Cartas Amorosas de uma Religiosa Portuguesa (Excerto 1.º capítulo)

Publié par Hugo Neves le

Primeira Carta

 

Considera, meu amor, até que ponto foste imprevidente! Oh!, infeliz, que foste enganado e a mim enganaste também com esperanças ilusórias. Uma paixão sobre a qual tinhas feitos tantos projetos de prazeres não te causa agora mais do que um mortal desespero, só comparável à crueldade da ausência que o provoca. E esta ausência, para a qual a minha dor, por mais que se esforce, não consegue encontrar um nome assaz funesto, há de então privar-me para sempre de fitar esses olhos onde eu via tanto amor, esses olhos que me faziam saborear emoções que me cumulavam de alegria, que eram o meu tudo, a tal ponto que deles só precisava para viver?

Ai de mim!

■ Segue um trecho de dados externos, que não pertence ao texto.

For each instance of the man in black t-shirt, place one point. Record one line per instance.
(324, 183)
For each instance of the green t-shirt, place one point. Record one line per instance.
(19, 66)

Os meus encontram-se privados da única luz que os animava e só lhes restam as lágrimas; não os tenho usado senão para chorar incessantemente desde que soube que estavas decidido a um afastamento que não posso suportar e me fará morrer em pouco tempo.

Parece-me, contudo, que chego até a prezar as desgraças de que és a única causa: dediquei-te a minha vida assim que te vi e sinto algum prazer sacrificando-a a ti.

Mil vezes ao dia dirijo para ti os meus suspiros: eles procuram-te em toda a parte e, como recompensa de tantas inquietações, apenas me trazem o aviso demasiado sincero da minha triste sorte, que tem a crueldade de não suportar que eu me iluda e que a cada passo me diz: basta!, basta!, infeliz Mariana, basta de te consumires em vão e de procurares um amante que nunca mais voltarás a ver; um amante que atravessou o mar para fugir de ti, que está na França no meio dos prazeres e nem por um momento pensa nas tuas dores; um amante que te dispensa de todos esses transportes, que nem sequer te agradece.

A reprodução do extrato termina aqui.